As we watched the show from our table, my husband and I tried to make conversation with our son about the connection he had to the people on the screen. Some were bathing or washing their clothes in the Ganges river, others were riding bikes or driving rickshaws, and still others were engaged in deep prayer in honor of an annual Hindu pilgrimage. We said things like, “Grandpa is from that country; it’s called India.” My husband also told a story about how when he would visit as a child, his family had “helpers” who would wash their clothes just like we were seeing on the show—beating the clothes against the rocks, a rhythmic but effortful job. I was reminded of my trip there, where I felt so fortunate to meet my husband’s grandfather shortly before he died. He had been instrumental in India’s push for independence, a contemporary of Gandhi, and later a Congressman and vocal advocate for education in his home state.

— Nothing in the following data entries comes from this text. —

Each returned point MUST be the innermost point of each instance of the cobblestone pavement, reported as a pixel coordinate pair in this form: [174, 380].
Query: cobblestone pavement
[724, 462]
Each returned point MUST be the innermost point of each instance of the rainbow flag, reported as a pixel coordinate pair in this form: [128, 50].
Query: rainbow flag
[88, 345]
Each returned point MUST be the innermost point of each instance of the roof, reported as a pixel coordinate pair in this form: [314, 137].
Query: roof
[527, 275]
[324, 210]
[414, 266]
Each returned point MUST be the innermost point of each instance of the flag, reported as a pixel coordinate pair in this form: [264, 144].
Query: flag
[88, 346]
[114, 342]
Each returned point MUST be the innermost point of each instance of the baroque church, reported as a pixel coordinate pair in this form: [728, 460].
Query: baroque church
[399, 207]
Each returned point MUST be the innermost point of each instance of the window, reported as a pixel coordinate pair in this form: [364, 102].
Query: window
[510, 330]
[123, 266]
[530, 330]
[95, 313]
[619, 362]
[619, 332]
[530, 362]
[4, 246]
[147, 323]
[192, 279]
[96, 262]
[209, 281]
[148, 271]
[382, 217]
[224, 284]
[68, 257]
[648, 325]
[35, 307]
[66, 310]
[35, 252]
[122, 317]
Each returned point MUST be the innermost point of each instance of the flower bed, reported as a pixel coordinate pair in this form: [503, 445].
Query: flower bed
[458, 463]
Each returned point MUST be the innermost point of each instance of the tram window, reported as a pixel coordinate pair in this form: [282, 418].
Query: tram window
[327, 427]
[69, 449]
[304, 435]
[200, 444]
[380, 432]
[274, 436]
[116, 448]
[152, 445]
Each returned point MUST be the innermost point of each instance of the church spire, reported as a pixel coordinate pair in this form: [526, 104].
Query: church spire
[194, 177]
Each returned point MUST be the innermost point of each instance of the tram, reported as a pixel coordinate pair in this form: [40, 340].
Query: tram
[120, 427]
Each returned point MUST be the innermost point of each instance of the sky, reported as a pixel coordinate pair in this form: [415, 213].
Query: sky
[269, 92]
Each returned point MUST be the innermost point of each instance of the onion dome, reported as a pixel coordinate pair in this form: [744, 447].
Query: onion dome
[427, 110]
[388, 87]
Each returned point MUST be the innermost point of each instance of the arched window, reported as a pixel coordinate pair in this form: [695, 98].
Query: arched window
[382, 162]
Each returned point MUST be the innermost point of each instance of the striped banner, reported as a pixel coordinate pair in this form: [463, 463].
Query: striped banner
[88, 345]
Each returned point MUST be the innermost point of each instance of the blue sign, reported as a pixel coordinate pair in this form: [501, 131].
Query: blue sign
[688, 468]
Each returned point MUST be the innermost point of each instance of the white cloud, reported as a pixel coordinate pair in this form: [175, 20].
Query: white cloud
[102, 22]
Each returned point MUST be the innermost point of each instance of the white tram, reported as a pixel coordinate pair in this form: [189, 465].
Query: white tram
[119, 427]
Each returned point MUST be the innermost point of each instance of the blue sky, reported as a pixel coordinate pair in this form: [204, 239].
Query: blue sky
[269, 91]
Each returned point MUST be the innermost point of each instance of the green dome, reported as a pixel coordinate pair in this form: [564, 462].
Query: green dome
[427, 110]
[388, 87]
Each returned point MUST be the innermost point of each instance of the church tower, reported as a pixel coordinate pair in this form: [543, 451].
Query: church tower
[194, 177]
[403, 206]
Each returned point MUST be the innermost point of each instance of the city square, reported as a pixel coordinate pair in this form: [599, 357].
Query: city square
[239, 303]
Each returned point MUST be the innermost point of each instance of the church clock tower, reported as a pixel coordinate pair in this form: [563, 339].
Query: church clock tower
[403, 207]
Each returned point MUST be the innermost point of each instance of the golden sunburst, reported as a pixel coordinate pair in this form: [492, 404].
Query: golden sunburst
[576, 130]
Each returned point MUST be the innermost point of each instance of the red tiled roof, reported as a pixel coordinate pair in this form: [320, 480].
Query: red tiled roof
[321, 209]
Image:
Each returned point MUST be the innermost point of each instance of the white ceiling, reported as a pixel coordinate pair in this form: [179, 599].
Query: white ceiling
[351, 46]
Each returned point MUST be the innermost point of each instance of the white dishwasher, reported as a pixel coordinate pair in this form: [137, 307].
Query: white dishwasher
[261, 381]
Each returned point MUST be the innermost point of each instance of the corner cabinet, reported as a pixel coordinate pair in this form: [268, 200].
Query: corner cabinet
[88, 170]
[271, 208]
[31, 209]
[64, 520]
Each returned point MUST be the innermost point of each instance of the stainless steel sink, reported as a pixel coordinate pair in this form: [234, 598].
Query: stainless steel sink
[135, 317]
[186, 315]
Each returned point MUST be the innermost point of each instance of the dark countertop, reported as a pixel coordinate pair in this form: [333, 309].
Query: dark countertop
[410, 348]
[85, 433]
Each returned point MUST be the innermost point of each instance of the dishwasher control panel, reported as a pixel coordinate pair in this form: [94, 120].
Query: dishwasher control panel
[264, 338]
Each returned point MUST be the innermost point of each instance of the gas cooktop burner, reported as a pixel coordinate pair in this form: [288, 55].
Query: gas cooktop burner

And then something small but meaningful happened. While to me, these people on the screen were fabulously interesting, they looked nothing like me or the family I had grown up with, and so I felt content to know that my son might feel a connection even if I didn’t. But it occurred to me that my husband might feel very differently; so I turned to him and asked, “Do you feel connected to them?” His face grew quiet, serious and almost sad, and he said simply, “Yes.”
I don’t expect that my son will feel the same subtle sadness or internal conflict that my husband and his father feel – a sense of having a toe or a foot in one culture while the rest of his body is in another. However, sensing how important it is to expose our son to his history, his family, and the many inputs that combined to make him who is he is, I see now that raising him with regular reminders about his ancestors is more than just a fun or different exercise. It will be vitally important to the quiet places in our hearts that we don’t always know are there and a deserving tribute to the people who came before us.